Now weed out the list of ideas that you *don't want* to run as an encounter in the next few sessions.
If something is "close" but "not quite right" can it be reskinned to fit this circumstance?
Finally, you pick probabilities - this can be the easiest: just treat the "random" encounter table as a scratch off list and use each item you brainstormed once, in order.
The only time "probability" of encounter really matters is when you're simulating an ecology... or a table of the random encounters you might have with creatures just doing their normal business of living in an area.
Then you think of it as "likelihood that a party will encounter the thing each hour, or day, whatever time unit... while they are in the area"
Then you can throw a dart at a dartboard and use the number as a "1 in #" chance each day of encounter.
The specific numbers don't really matter unless you're trying to realsitically simulate some existing thing.
So, here's kind of a thinking out loud example of the noise above:
Where are the players? Terrain: Wilderness (jungle, space, underground, what have you)
Why are the players there?

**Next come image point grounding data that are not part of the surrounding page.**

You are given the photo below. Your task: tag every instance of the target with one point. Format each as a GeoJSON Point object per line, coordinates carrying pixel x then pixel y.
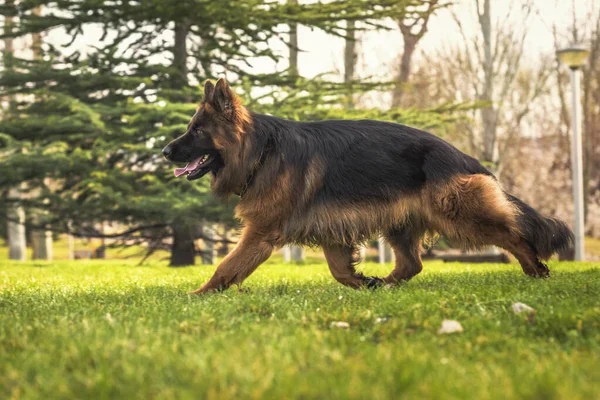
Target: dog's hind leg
{"type": "Point", "coordinates": [252, 250]}
{"type": "Point", "coordinates": [406, 243]}
{"type": "Point", "coordinates": [341, 260]}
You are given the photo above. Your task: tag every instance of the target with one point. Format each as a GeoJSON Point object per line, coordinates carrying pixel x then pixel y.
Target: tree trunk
{"type": "Point", "coordinates": [410, 44]}
{"type": "Point", "coordinates": [350, 60]}
{"type": "Point", "coordinates": [180, 53]}
{"type": "Point", "coordinates": [183, 250]}
{"type": "Point", "coordinates": [41, 240]}
{"type": "Point", "coordinates": [488, 113]}
{"type": "Point", "coordinates": [208, 250]}
{"type": "Point", "coordinates": [15, 213]}
{"type": "Point", "coordinates": [293, 46]}
{"type": "Point", "coordinates": [17, 246]}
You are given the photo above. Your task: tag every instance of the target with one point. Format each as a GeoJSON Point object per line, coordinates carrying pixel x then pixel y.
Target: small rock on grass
{"type": "Point", "coordinates": [340, 325]}
{"type": "Point", "coordinates": [450, 326]}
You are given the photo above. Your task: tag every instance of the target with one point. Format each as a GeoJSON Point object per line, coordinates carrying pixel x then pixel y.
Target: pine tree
{"type": "Point", "coordinates": [86, 135]}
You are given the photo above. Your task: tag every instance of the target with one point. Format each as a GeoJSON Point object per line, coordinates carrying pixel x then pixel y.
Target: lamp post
{"type": "Point", "coordinates": [574, 58]}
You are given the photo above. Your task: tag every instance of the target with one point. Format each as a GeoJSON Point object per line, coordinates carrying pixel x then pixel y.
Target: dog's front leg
{"type": "Point", "coordinates": [251, 251]}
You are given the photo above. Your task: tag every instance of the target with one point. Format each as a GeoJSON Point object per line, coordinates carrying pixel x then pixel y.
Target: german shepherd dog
{"type": "Point", "coordinates": [336, 184]}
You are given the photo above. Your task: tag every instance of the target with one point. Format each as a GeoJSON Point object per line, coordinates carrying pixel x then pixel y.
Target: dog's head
{"type": "Point", "coordinates": [214, 131]}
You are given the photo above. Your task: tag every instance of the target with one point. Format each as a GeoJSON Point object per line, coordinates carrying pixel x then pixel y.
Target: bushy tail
{"type": "Point", "coordinates": [546, 235]}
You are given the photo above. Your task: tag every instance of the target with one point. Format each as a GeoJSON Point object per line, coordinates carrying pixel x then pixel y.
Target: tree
{"type": "Point", "coordinates": [412, 21]}
{"type": "Point", "coordinates": [89, 140]}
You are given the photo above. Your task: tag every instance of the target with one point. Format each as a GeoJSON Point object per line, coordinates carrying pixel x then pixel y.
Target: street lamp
{"type": "Point", "coordinates": [574, 58]}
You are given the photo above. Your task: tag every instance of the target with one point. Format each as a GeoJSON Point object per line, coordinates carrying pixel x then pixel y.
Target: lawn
{"type": "Point", "coordinates": [110, 329]}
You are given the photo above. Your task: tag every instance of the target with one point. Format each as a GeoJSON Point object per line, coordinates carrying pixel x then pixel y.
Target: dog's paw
{"type": "Point", "coordinates": [373, 282]}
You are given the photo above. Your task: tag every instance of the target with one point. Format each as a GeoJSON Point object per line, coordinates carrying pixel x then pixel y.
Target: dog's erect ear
{"type": "Point", "coordinates": [224, 99]}
{"type": "Point", "coordinates": [209, 90]}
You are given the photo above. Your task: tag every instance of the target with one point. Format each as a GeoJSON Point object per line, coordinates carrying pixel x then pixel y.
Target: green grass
{"type": "Point", "coordinates": [108, 329]}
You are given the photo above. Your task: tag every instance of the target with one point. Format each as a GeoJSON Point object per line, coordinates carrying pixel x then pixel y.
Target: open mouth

Moving through hex to get to ... - camping - scouting for food as they move
What could happen?
Animal attacks - bears, bulettes, wasps, dragons, what have you - what *lives* here?
Natural weather hazard - a storm turns the turf into muddy mess
Terrain hazard - broken rocky ground that slows them down
Wandering NPCs - hunters, criminals, settlers, other adventurers, madmen on vision quest, wizard gathering spell components, woodcutter, fur trapper
So, which if those encounters don't fit your upcoming session plan - cross them off for now, but save the ideas for later reuse
Now you have a list of ... possibilities.
Which need probabilities?
The weather and the animals.
For those, you break up days into hours-long blocks - morning, afternoon, evening, night.
What are players doing in those?
Morning - breakfast, pray/learn spells, tend animals, break camp, move on
Afternoon - stop, lunch and tend animals, break camp, move on
Evening - stop, tend animals, set camp, dinner
Night - set watch - rest
Each block might have a weather check and an animal encounter check if you want random surprise.
My guesswork starting point is basically choose a 1 in X value - where X is the number of the days the party would be crossing wilderness hexes
10 days trip - start each idea for an encounter with a 1 in 10 - and try to make the table have 10 different interesting ideas for that.
Day 1 - morning - rabbits at dawn - nice breakfast idea...
Day 4 - night - curious hungry bear
etc.
So, I just made all that up off the top of my head for this reply without cracking a book or diving into notes - maybe 10-15 minutes tops?
All of the old D&D and AD&D books have random encounter tables by terrain that are wildly reusable / expandable.